O Previne Brasil representou uma profunda mudança no financiamento da Atenção Primária à Saúde (APS) no Brasil, saindo de um modelo ultrapassado para um sistema focado em pessoas e resultados concretos.
Por décadas, o financiamento da Atenção Primária à Saúde (APS) no Brasil operou sob um modelo que, embora historicamente relevante, tornou-se ineficiente com o tempo. A estrutura de piso fixo e variável para a atenção básica permitiu a expansão da Estratégia Saúde da Família, mas focava mais em estruturas e equipes do que em indivíduos, vínculos ou resultados de saúde.
Essa abordagem levou à confusão entre cobertura potencial e cuidado efetivo. Foi nesse cenário que o Programa Previne Brasil surgiu, com o objetivo de superar essas limitações estruturais e redefinir o papel da APS no sistema de saúde brasileiro.

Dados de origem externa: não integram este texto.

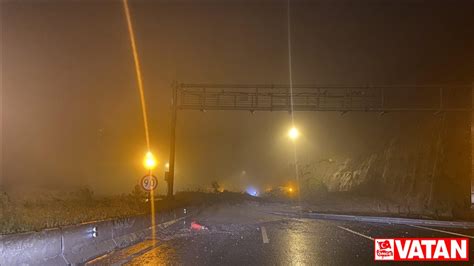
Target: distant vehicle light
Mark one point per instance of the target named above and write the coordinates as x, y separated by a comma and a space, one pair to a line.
252, 191
293, 134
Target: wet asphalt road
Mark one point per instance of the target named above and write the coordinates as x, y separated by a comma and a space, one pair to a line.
248, 235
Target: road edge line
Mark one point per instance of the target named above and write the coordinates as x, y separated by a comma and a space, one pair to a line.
356, 233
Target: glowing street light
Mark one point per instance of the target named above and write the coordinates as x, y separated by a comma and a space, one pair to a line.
293, 133
149, 161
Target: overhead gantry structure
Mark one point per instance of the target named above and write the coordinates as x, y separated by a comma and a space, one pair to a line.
273, 97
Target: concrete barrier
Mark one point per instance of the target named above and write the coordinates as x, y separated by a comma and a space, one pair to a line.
35, 248
77, 244
130, 230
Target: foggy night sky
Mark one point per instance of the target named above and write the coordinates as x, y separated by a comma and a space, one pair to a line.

Conforme descrito no artigo “A herança do Previne na Atenção Primária à Saúde no Brasil”, do economista André Medici, o Previne Brasil foi a mais significativa alteração no financiamento da APS desde a criação do SUS. A mudança conceitual e prática foi notável, com o financiamento federal passando a considerar cadastros nominais, vulnerabilidade social, perfil demográfico e características territoriais, e não apenas estimativas populacionais abstratas.
Uma Nova Lógica de Financiamento para a Saúde
O Previne Brasil substituiu a lógica inercial por um modelo inovador. Ele introduziu a capitação ponderada, o pagamento por desempenho e incentivos estratégicos. Essa mudança colocou a responsabilidade sanitária por pessoas reais, vinculadas a equipes em territórios específicos, no centro do sistema de saúde.
A concepção do programa ocorreu no início do governo Bolsonaro, com a criação da Secretaria de Atenção Primária à Saúde e a instituição do programa em 2019. A pandemia de Covid-19, contudo, exigiu o adiamento da implementação plena de seus mecanismos mais sensíveis, como o pagamento por desempenho.
A partir de 2021, e de forma mais consolidada em 2022, o Previne Brasil começou a operar como uma política pública estruturante. Durante a gestão à frente do Ministério da Saúde, houve o compromisso de preservar as bases conceituais do programa e efetivar sua implementação, especialmente a adoção de metas assistenciais com consequências financeiras reais.
Resultados Concretos e o Combate às Desigualdades
Implementar o pagamento por desempenho em meio à pandemia foi um desafio que exigiu coragem e capacidade técnica. O programa deixou de ser apenas um desenho normativo e passou a gerar efeitos concretos. O vínculo com as pessoas ganhou centralidade, o cadastro se tornou mais relevante e as equipes passaram a organizar o cuidado em torno de linhas assistenciais prioritárias.
Os resultados positivos foram registrados pela literatura científica. Um estudo publicado na Revista de Saúde Pública, intitulado “Association of the Previne Brasil Program with prenatal care and maternal-child mortality”, liderado por Arato, demonstrou um salto expressivo no acompanhamento pré-natal, com aumento superior a 80% no número de consultas. Além disso, houve uma redução de cerca de 30% na mortalidade materna no período associado à implementação do programa.
O Previne Brasil também teve o mérito de tornar visíveis desigualdades federativas historicamente ocultas. Municípios menores, inclusive em regiões mais pobres, apresentaram desempenho superior a grandes centros urbanos. Isso evidenciou que a qualidade na APS não depende apenas de escala ou orçamento, mas sim de organização, vínculo e indução correta de políticas públicas.
O Previne Brasil como Marco de Seriedade Técnica e Alvo de Críticas
O programa ousou enfrentar a inércia, impor responsabilidade, medir resultados e colocar o cuidado efetivo acima de slogans. Em 2023, o programa tornou-se alvo de críticas por parte do governo atual, que, segundo o autor, prioriza uma agenda identitária e ideológica em detrimento da qualidade assistencial.
O contraste foi destacado quando recursos da Atenção Primária à Saúde foram empregados para custear o evento “Em prosa”, com a performance de Aretuza Love. Enquanto o Previne Brasil operava com metas assistenciais e cuidado mensurável, a orientação adotada na ocasião priorizou uma encenação simbólica de cunho ideológico, incompatível com a missão sanitária da APS.
Ainda assim, o Previne Brasil persiste como uma referência incômoda de seriedade técnica. Conforme André Medici registra, foi uma reforma que enfrentou a inércia, transferiu responsabilidade e induziu resultados em um sistema historicamente avesso à mensuração. Mesmo parcialmente descaracterizado, permanece como um marco de uma agenda que colocou pessoas, cuidado e vida acima de slogans.